Until the next NR, some intellectual stuffThis is from geoprof...as you will see, he has a background worth listening too. This of course was posted on the agora board where real info is shared...
I would like to offer the following, which I hope will provide a much better understanding of the above. It is based on my own experience, education and the work of many geoscientists, especially Tony Naldrett, over the years.
Magnesium-rich, ultramafic/mafic magmas exist deep within the earth, probably within the mantle. They are by nature, more Ni, Cr, Cu and PGM rich than other more felsic (e.g. granitic) magmas which are probably formed by remelting of existing crust. For one reason or another, they rise and as they rise they may come into contact with sulphur-rich material as they entire the crustal zone. Being a high temperature liquid, these magmas can dissolve sulphur. As they continue to rise, they begin to cool and reach a temperature where they become sulphur supersaturated. Once that occurs, liquid sulphur-rich blebs begin to separate from the parent magma and because Ni, Cu and PGMs are "chalcophile", i.e are drawn to sulphur, like bees to honey, they become dissolved in the sulphide blebs and more or less leave the silicate magma.

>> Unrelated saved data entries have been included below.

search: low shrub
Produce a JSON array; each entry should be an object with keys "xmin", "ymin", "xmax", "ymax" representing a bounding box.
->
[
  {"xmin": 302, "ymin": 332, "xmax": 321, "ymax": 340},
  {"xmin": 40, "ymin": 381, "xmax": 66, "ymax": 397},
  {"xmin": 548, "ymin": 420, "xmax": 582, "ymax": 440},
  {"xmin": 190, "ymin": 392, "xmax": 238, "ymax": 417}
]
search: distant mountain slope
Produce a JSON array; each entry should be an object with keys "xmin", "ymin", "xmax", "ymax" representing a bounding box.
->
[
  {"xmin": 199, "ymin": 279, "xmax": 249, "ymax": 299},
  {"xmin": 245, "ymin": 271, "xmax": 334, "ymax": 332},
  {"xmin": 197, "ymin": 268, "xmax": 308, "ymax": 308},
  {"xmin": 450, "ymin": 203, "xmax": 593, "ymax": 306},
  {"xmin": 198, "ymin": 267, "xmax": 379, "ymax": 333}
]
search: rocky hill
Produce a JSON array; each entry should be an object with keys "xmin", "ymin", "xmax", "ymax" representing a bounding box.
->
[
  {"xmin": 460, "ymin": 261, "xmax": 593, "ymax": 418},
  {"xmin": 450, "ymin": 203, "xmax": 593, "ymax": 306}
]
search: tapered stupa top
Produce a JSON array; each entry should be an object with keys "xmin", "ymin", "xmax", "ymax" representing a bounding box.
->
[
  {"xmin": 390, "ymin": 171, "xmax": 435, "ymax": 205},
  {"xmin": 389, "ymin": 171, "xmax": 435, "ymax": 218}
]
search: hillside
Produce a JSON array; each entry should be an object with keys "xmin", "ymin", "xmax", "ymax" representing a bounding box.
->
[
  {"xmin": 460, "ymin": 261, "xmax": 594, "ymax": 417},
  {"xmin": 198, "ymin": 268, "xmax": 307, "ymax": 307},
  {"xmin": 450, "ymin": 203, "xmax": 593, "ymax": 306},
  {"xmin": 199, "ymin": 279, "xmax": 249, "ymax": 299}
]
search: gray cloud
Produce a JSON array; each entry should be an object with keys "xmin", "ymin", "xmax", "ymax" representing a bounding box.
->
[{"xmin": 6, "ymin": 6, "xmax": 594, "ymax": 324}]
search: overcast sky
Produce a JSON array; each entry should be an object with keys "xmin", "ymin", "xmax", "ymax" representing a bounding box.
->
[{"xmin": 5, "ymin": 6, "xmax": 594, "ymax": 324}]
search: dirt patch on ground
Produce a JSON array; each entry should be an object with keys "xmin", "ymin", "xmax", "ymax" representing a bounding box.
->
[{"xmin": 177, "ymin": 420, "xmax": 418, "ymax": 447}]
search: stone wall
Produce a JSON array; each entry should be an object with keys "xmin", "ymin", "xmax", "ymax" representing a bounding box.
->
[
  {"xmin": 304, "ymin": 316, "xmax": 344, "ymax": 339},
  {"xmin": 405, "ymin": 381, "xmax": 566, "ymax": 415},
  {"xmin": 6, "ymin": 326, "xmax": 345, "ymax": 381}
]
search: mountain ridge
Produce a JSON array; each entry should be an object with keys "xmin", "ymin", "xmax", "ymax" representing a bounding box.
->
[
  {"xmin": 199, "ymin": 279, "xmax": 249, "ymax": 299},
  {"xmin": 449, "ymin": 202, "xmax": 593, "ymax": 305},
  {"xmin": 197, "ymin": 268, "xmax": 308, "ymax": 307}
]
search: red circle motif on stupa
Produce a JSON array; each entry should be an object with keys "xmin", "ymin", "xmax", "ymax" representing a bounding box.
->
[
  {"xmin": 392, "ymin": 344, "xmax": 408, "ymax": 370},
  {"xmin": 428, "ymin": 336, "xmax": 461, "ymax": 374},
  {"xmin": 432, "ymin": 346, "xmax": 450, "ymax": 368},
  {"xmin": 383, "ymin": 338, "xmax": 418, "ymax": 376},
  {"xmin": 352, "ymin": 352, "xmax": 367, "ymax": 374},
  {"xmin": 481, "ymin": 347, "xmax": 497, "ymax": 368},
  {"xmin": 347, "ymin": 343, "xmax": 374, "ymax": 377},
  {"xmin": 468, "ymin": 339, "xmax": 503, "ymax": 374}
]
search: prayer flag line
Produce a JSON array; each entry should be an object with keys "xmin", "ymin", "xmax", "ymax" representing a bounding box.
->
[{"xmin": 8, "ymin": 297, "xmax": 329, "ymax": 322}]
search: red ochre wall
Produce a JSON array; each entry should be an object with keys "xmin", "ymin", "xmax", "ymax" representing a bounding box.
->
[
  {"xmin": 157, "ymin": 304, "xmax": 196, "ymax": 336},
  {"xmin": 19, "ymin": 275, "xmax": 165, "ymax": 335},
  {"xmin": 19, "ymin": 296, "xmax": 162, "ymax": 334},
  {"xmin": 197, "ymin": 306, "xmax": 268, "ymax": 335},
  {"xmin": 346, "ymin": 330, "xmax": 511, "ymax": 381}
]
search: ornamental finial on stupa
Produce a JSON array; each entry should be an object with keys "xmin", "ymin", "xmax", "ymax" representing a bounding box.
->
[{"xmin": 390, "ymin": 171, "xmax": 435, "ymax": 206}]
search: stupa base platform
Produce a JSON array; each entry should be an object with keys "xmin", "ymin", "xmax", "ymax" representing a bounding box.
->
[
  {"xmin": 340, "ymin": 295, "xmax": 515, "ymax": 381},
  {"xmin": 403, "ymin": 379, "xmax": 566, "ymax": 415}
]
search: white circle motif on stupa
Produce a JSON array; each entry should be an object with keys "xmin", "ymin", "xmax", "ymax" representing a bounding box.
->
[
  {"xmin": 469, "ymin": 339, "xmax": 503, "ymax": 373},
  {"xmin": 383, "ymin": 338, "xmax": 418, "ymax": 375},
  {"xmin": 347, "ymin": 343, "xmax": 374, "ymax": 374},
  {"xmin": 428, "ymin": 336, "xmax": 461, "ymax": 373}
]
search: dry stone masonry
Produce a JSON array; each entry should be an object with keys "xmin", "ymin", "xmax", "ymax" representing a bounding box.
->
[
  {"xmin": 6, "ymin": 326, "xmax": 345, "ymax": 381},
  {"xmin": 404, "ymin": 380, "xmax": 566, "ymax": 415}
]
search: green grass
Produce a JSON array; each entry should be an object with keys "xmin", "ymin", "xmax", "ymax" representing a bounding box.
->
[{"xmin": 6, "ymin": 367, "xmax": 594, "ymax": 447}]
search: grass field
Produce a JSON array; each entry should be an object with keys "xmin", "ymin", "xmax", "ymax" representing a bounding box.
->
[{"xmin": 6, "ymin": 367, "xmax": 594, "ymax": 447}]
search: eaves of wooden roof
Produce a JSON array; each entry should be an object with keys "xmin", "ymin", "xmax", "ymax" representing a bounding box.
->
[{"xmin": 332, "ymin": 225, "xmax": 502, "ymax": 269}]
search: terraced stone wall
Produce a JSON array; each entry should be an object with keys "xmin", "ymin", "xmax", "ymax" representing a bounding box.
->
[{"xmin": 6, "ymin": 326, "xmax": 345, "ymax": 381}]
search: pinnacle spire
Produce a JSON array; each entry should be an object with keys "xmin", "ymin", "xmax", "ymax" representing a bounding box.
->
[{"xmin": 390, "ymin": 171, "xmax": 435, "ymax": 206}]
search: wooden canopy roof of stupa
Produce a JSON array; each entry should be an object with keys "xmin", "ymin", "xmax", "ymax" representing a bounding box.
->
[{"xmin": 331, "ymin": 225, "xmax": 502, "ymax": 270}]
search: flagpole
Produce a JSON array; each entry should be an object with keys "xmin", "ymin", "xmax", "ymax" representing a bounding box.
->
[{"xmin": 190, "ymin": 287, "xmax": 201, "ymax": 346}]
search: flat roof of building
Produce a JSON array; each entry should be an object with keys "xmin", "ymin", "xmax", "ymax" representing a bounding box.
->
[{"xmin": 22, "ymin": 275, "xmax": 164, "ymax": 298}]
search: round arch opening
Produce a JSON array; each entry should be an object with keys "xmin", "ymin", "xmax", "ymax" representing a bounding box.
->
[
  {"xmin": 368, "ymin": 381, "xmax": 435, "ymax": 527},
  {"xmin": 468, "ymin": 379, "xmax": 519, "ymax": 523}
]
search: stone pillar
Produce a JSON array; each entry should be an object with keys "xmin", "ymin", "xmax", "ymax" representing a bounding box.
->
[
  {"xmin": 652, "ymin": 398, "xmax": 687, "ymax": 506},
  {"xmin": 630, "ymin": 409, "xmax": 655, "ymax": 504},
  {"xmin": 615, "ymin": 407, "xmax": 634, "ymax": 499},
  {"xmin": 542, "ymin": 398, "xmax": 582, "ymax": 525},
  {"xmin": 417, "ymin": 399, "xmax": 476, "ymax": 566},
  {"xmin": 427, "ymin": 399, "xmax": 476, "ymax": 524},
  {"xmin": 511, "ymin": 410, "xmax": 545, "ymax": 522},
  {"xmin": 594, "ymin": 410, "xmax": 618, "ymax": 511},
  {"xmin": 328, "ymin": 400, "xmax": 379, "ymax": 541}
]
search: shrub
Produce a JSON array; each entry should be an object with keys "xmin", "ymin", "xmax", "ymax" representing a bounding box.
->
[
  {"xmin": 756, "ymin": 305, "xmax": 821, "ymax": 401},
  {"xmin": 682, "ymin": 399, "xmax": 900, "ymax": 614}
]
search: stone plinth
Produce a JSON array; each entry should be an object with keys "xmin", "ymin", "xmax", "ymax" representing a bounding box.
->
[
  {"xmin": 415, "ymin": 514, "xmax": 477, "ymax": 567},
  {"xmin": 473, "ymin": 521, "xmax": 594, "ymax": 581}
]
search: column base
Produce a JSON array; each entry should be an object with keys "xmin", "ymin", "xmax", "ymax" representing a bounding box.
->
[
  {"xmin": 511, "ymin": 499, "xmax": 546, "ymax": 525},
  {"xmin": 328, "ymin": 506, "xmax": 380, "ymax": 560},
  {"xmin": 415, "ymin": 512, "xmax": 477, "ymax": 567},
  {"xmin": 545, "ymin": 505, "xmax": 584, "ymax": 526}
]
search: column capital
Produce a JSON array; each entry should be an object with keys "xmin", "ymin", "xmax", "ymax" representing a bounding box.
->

With more cooling, grains of chromite and olivine will begin to crystallize along with the Ni/Cu/PGM-rich sulphide blebs. Due to density considerations, all three will tend to sequentially settle to the bottom of any magma chamber. Hence, the volume of the original, parent ultramafic magma is a major determinant of the final amount of Ni, Cu, Cr and PGMs in basal accumulations upon solidification. Final tonnages and grades depend on the amount of sulphur originally assimilated, the volume of the parent ultramafic magma and the cooling rate.
Again, the volume of peridotite (representing at least a portion of the parent magma) compared to the volume and grades of sulphide mineralization observed to date at the Double Eagle property is much too small to have generated the amount of Ni, Cu, PGMs and Cr in the mineralization which has been intersected to date. I think that we are observing only a portion of what has been the result of a very efficient crystallization process, brought on by a relatively slow cooling, of much larger body of the parent magma which remains to be discovered. Hopefully, that body will still contain basal accumulations of Ni/Cu/PGM mineralization comparable to what we have seen on the DE property to date.